Jerome Bruner, Actual Minds, Possible Worlds (1986, p. 128)

In this lecture I should like to ask how our pictures of the past are formed. The process seems collective, mysterious, emotional as much as intellectual. Our mental pictures are soft-focus, and yet curiously adhesive. We hear the facts, and our brains print the legend.
Hilary Mantel, “The Iron Maiden” (Reith Lecture 2, June 20, 2017)
The moment one abandons the idea that ‘the world’ is there once and for all and immutably, and substitutes for it the idea that what we take as the world is itself no more nor less than a stipulation couched in a symbol system, then the shape of the discipline alters radically.

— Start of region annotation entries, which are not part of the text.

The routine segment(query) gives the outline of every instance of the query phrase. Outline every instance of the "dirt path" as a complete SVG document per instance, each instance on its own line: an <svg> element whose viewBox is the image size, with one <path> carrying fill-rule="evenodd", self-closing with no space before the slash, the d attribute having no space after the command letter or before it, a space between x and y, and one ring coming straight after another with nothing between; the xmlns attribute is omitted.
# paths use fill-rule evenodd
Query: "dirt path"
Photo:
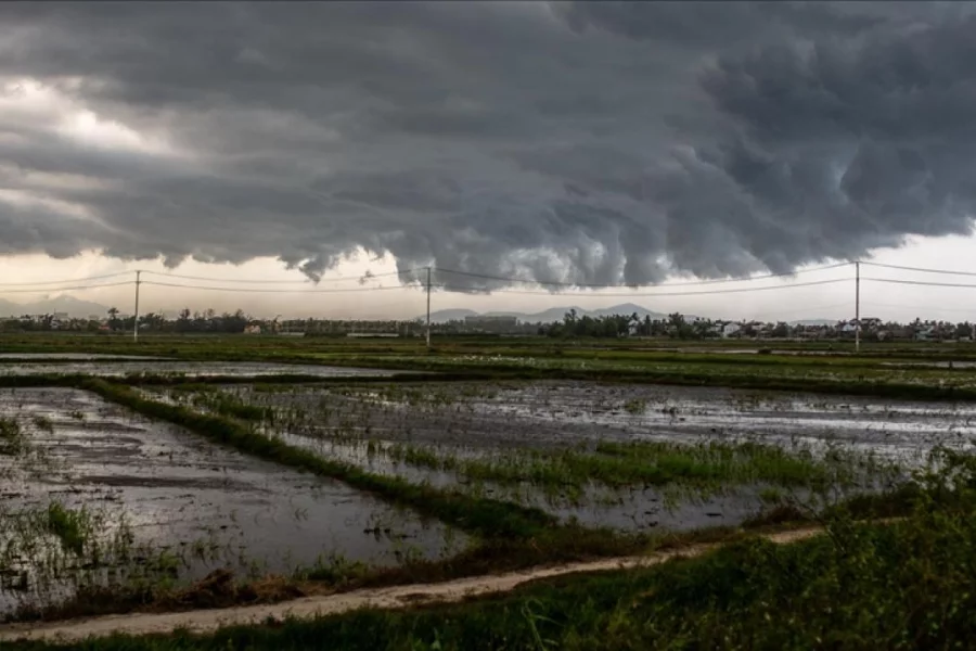
<svg viewBox="0 0 976 651"><path fill-rule="evenodd" d="M763 537L772 542L785 544L810 538L821 531L820 528L806 528L769 534ZM449 603L461 601L468 597L506 592L519 584L539 578L580 572L645 567L663 563L679 556L685 558L701 556L715 547L714 545L697 545L644 557L624 557L587 563L570 563L510 574L461 578L438 584L371 588L321 597L305 597L294 601L266 605L246 605L181 613L131 613L88 620L70 620L51 624L14 624L0 626L0 647L2 647L4 641L17 639L73 641L115 633L129 635L165 634L176 628L205 633L216 630L222 626L259 624L267 622L269 617L274 620L314 617L317 615L344 613L361 608L398 609L420 603Z"/></svg>

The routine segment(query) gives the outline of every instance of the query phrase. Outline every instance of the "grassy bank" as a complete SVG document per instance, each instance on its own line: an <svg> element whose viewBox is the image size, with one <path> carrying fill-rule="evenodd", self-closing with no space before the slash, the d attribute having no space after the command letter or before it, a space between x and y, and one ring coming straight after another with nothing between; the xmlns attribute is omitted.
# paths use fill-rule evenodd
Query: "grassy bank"
<svg viewBox="0 0 976 651"><path fill-rule="evenodd" d="M197 413L176 405L149 400L131 388L102 380L86 380L80 388L127 407L138 413L187 427L216 443L283 465L339 480L389 501L409 507L423 515L436 518L459 528L486 536L530 538L552 527L555 522L542 511L461 493L372 474L341 461L324 459L300 448L258 434L245 425L219 416Z"/></svg>
<svg viewBox="0 0 976 651"><path fill-rule="evenodd" d="M115 637L85 649L966 649L976 635L976 463L946 454L907 519L825 522L825 535L750 539L691 560L567 576L403 612L364 610L211 635Z"/></svg>

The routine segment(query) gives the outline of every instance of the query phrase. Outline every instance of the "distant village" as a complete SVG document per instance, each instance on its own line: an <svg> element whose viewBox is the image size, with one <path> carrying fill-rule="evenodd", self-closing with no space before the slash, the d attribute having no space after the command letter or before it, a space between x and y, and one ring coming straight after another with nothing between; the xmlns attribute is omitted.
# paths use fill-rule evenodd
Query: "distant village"
<svg viewBox="0 0 976 651"><path fill-rule="evenodd" d="M2 332L69 331L95 334L132 332L136 319L112 308L105 315L87 318L65 312L24 315L0 319ZM681 340L845 340L857 331L853 319L837 322L733 321L671 314L665 318L631 315L578 315L569 310L561 321L528 322L514 316L467 316L432 323L436 335L495 335L548 337L654 337ZM962 341L976 339L976 323L915 319L909 323L861 319L863 341ZM139 317L139 331L145 333L242 333L280 336L397 337L423 336L424 319L336 320L336 319L255 319L242 310L217 314L214 310L167 318L149 312Z"/></svg>

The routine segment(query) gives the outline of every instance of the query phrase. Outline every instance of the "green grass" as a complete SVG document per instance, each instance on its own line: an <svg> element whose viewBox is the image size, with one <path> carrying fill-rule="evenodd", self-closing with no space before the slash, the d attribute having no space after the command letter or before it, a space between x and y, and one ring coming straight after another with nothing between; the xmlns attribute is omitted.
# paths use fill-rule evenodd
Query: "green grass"
<svg viewBox="0 0 976 651"><path fill-rule="evenodd" d="M64 549L81 556L85 544L92 534L92 519L84 508L73 510L60 502L51 502L48 505L43 527L61 540Z"/></svg>
<svg viewBox="0 0 976 651"><path fill-rule="evenodd" d="M0 455L18 457L28 449L27 435L13 418L0 418Z"/></svg>
<svg viewBox="0 0 976 651"><path fill-rule="evenodd" d="M603 442L592 451L521 449L486 458L395 445L386 454L411 465L450 470L471 480L503 485L526 482L551 489L581 488L590 482L611 488L773 484L824 489L853 485L866 480L870 471L879 474L884 470L879 463L853 454L831 451L816 458L807 450L787 451L758 443Z"/></svg>
<svg viewBox="0 0 976 651"><path fill-rule="evenodd" d="M466 532L530 538L554 525L552 516L538 509L468 497L457 492L369 473L350 463L324 459L281 439L264 436L219 416L197 413L184 407L145 399L120 384L89 380L81 387L144 416L182 425L217 443L268 461L339 480L390 503L410 507L423 515L436 518Z"/></svg>
<svg viewBox="0 0 976 651"><path fill-rule="evenodd" d="M976 636L976 461L947 454L908 516L838 513L793 545L746 539L644 570L537 582L406 611L360 610L216 634L116 636L18 651L969 649ZM324 642L328 640L328 642Z"/></svg>

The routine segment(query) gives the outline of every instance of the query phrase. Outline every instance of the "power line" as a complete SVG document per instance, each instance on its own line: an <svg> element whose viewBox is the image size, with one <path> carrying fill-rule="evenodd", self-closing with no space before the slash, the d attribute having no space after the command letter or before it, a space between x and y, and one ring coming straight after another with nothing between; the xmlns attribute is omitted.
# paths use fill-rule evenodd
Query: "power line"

Jerome Bruner, Actual Minds, Possible Worlds (1986, p. 105)
Cliché is at the root of audience dissatisfaction, and like a plague spread through ignorance, it now infects all story media… The cause of this worldwide epidemic is simple and clear; the source of all clichés can be traced to one thing and one thing alone: The writer does not know the world of his story.
Robert McKee, Story: Substance, Structure, Style, and the Principles of Screenwriting (2010, p. 67)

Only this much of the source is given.